What about the 3D? I will concede that it occasionally boosted the intensity of the situation (the coffin bit, my favorite scene in the movie) and they sometimes would throw something at the screen. It’s just too bad that they didn’t do more of that, although even if the 3D was exceptional, I’m not sure if I would still want to pay more money for this. As it is, it’s okay. “Texas Chainsaw 3D” isn’t unwatchable, but it’s not worth watching either. It’s never a good sign when your fellow audience members are laughing at parts that are supposed to be scary. But let’s face it, “The Texas Chainsaw Massacre” shouldn’t have been a franchise in the first place. The original was practically a fluke, complete with minimalist direction, simplistic writing and amateurish acting. Yet its strengths and weaknesses somehow combined to create lightning in a bottle. You just can’t recreate the magic of a movie that was good for unconventional reasons, which is likely why the majority of the sequels pale in comparison. Yet horror fans- such as myself- will see “Texas Chainsaw 3D“, regardless of what anyone says. After all, the saw is family.

P.S: Well this was a great way to start of 2013.

P.P.S: Marilyn Burns has a cameo as the dead grandmother, which I thought was bizarre. You see, Burns played the heroine in the 1973 film and they show footage of her from that. In essence, she’s playing two different characters in the same movie.

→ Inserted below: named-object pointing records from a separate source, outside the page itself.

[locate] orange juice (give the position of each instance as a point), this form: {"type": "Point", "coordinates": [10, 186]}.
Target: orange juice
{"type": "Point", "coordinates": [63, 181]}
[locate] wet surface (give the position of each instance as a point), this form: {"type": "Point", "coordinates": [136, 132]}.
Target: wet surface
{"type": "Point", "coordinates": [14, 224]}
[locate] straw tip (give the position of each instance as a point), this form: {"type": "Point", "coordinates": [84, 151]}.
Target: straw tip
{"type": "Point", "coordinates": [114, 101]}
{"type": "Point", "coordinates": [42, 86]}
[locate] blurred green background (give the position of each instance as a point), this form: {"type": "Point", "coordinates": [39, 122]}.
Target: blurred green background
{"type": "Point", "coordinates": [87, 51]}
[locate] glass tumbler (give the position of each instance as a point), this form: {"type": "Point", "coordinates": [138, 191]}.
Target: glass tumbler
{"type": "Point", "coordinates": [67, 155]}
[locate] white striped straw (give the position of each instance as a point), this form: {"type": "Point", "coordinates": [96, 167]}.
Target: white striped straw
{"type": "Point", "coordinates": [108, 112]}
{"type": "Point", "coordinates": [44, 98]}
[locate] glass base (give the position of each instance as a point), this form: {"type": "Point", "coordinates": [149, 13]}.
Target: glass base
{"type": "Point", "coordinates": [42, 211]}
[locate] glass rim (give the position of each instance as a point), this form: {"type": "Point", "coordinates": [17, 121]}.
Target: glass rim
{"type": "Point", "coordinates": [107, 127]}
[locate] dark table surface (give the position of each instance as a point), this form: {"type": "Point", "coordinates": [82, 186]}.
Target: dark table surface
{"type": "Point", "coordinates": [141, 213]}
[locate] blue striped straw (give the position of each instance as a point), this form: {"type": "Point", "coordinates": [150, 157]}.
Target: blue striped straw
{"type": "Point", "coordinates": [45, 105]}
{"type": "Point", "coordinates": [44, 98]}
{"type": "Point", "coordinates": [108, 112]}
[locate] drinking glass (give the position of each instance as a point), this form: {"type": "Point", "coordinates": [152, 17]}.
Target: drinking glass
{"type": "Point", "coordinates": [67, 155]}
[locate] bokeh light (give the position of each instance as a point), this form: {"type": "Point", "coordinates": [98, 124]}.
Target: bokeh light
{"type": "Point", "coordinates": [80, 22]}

Violence: Rated R. Only “The Texas Chainsaw Massacre Part 2” and “The Texas Chainsaw Massacre: The Beginning” rival it in terms of bloodshed.

Nudity: None, which is irritating because they keep teasing us with these ‘almost naked’ scenes. “Texas Chainsaw 3D” is such a tease.

Overall: “Texas Chainsaw 3D” is bad, but let’s face it, followers of the franchise will still watch it. I’d personally wait for DVD, but as I just saw it in the theaters, I can’t look down upon you if you decide to tackle it on the big screen. If you’re not one of us fanboys, don’t bother.